Dans le même temps, il ne cesse de mettre la pression sur Electricity Development Corporation (EDC) et à son partenaire chinois CAMC Engineering, pour que l’usine de pied du barrage de Lom Pangar, d’une capacité de 30 MW et dont le coût des travaux s’élève 30 milliards Fcfa, soit livrée au plus tard au troisième trimestre 2021. L’électricité produite par cet ouvrage va desservir 150 villages de la région de l’Est.
Un palliatif pour Lagdo…
A la tête d’une mission avec les directeurs généraux de Electricity Development Corporation (Edc), Théodore Nsangou, d’Eneo Cameroon, Joël Nana Kontchou, de la Cameroon Water Utilities (Camwater), Gervais Bolenga et de plusieurs experts de son département ministériel, le ministre de l’Eau et de l’Energie a séjourné début mai dernier dans la région de l’Adamaoua, pour dresser un état des lieux du niveau de dégradation du barrage hydroélectrique de Lagdo, en vue de sa réhabilitation immédiate.

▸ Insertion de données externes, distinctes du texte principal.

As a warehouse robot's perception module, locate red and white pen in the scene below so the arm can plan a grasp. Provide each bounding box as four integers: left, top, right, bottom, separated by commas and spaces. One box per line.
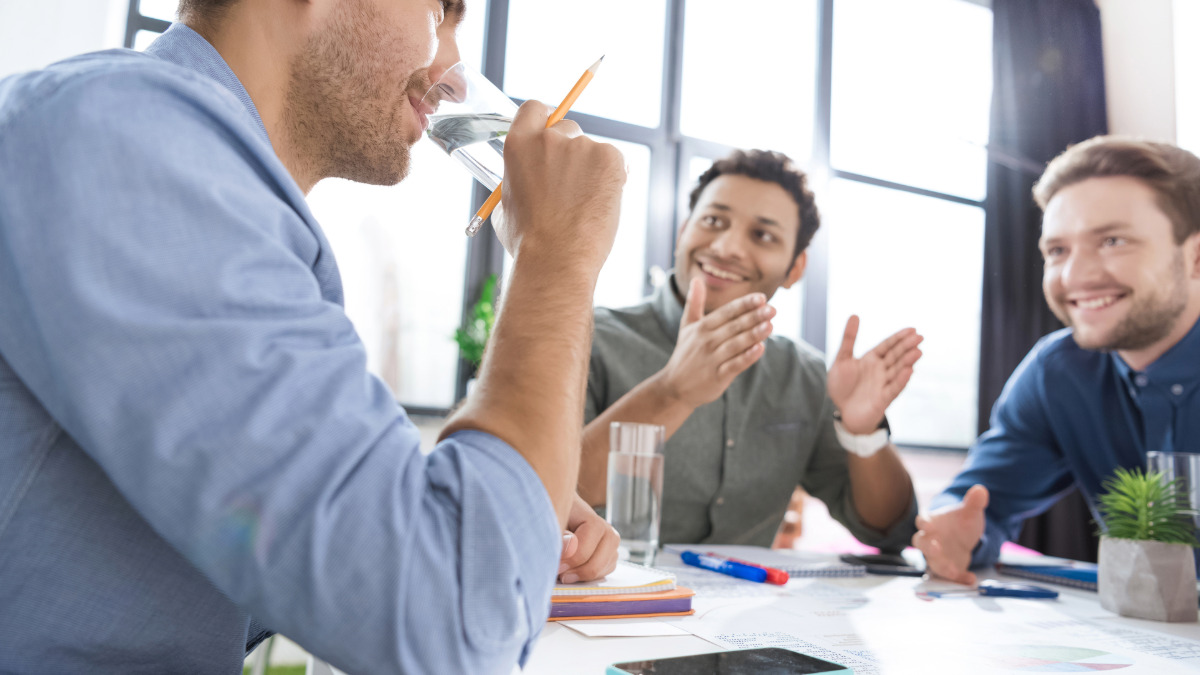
704, 551, 787, 586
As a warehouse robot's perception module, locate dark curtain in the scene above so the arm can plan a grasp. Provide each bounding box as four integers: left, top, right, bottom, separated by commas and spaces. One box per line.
979, 0, 1108, 560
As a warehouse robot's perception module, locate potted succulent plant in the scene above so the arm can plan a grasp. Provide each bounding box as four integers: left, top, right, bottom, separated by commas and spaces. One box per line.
454, 274, 496, 394
1098, 468, 1200, 621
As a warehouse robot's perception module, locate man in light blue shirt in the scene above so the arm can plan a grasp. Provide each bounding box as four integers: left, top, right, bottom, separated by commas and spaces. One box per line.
0, 0, 624, 673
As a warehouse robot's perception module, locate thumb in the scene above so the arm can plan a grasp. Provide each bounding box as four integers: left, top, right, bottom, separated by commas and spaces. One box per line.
559, 532, 580, 560
962, 484, 988, 510
835, 315, 858, 360
679, 276, 708, 328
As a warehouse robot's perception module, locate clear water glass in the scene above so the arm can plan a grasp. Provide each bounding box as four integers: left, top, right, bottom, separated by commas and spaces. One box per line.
605, 422, 666, 565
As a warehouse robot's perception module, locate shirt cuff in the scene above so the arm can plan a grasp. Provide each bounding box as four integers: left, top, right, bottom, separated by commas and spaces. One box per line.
443, 431, 563, 667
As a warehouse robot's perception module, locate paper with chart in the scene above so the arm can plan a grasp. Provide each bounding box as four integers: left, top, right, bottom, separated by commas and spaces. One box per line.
678, 571, 1200, 675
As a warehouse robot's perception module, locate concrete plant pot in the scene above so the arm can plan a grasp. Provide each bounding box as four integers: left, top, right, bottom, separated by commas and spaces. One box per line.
1098, 537, 1198, 622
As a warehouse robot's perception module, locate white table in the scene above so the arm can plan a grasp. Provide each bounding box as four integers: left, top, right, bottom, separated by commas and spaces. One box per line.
524, 554, 1200, 675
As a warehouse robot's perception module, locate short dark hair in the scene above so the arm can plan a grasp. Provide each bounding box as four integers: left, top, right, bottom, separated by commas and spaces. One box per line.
1033, 136, 1200, 244
688, 150, 821, 258
175, 0, 238, 23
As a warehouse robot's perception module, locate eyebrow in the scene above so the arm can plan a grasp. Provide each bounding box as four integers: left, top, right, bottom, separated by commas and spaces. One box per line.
708, 202, 784, 228
1038, 222, 1129, 246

D’une puissance installée de 72 Mw d’électricité, cet ouvrage construit entre 1977 et 1982 pour alimenter les régions de l’Adamaoua, de l’Extrême-Nord et du Nord, produit depuis une dizaine d’année moins de 50% de ses capacités. Conséquence, les trois régions septentrionales sont plongées dans une crise énergétique aigue, laquelle est aggravée par une faible pluviométrie dans cette partie du pays.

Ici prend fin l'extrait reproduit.